Possibly the most controversial element of the state-financed package is the newly introduced "graduate contract", which contradicts the European basic right of free workforce movement inside the European Union. How so? When certain conditions are met (the undergraduate works abroad upon graduation for more than ten years), the state financially penalises (by requiring them to refund their tuition fee) certain graduates. Such a solution for keeping Hungarian graduates at home is a mere administrational workaround for the much more difficult problem of creating a vision and liveable future for Hungary's university graduates.
While de jure every student has an opportunity not to sign a graduate contract and instead take up a student loan, this too has it's perils. The 18-year old students signing the loan contract can't possibly predict their future income levels, yet the payback of the loan is obligatory regardless of income (the exact installments in a given year are determined by the income level 2 years before, but based on at least the minimum wage). This, in contrary to the British system, where installments are only payed after the amount of income exceeding 32,000 pounds, presents unforeseeable risks for undergraduates and in extreme cases, possible financial ruin. Not signing either the graduate contract or taking up the loan is unaffordable for most Hungarian families.

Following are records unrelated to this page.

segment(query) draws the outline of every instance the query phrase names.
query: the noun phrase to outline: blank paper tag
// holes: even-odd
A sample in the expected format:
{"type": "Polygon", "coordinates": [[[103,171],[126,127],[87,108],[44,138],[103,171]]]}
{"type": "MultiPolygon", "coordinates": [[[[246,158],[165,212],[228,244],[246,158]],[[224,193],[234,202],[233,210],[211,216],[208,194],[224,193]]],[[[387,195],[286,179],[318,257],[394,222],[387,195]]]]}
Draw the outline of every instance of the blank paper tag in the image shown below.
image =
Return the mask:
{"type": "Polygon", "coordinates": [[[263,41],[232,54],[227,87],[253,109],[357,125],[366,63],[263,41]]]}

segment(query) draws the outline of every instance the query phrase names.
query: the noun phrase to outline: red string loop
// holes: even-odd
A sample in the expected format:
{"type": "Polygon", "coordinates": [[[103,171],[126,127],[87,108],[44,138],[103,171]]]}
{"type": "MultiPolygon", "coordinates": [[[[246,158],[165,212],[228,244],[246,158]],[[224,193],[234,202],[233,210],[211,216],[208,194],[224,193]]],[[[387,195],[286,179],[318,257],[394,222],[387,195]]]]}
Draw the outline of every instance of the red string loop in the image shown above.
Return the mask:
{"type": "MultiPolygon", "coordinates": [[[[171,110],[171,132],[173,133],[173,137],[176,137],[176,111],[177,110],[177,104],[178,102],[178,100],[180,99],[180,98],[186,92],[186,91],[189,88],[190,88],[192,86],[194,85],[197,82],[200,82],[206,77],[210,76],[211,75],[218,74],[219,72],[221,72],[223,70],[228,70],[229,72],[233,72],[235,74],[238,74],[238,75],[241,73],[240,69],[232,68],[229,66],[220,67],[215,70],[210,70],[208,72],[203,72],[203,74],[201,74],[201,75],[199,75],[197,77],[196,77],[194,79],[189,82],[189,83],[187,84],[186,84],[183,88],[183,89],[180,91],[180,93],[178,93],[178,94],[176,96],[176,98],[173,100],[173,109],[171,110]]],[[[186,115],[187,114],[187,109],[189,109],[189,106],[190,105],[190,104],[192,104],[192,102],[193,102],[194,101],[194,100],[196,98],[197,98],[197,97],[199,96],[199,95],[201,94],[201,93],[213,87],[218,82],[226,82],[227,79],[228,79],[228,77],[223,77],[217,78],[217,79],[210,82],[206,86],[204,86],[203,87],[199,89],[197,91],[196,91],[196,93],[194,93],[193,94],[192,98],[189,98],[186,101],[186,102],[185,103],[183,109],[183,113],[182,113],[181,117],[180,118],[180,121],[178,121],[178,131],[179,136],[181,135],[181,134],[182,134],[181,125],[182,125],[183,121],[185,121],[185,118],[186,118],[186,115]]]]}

Troubles with quality control

But even if the mentioned problems above were to be addressed, Hungarian universities would still be of low quality in comparison to their Western European counterparts. Why?
This problem has two roots - the skill shortages of incoming students and the low quality of teaching. My personal experienced while teaching have shown me that regarding the former, the problems begin way before university - underpaid primary school teachers have no real motivation, or the education tools necessary to provide sufficient academic standards (not to mention the common segregation of Roma children in rural Hungary). Hence by the time of secondary school, many children can't even reach the entry standards - and those who do are faced by the same problems.
Meanwhile, low quality teaching - once again caused by the improper financial compensation of teachers, and the subsequent decline of interest in the teaching profession - is prevalent even at universities, worsened by the fact that the small number of skilled teachers are divided among several small universities.

Is there a solution?

There is no easy one - but a must is the raising of teacher's wages and increased investments to the educational sector. Naturally, that is not easy to do during a macroeconomic crisis - but in the long term, the country's economic competitiveness will be hampered by the lack of an efficient educational system.

Hopefully the year 2013 will see improvement in these areas as well - on our part, we'd like to wish a very Happy New Year for those who have followed us so far and we hope to see many new readers who are yet to join us.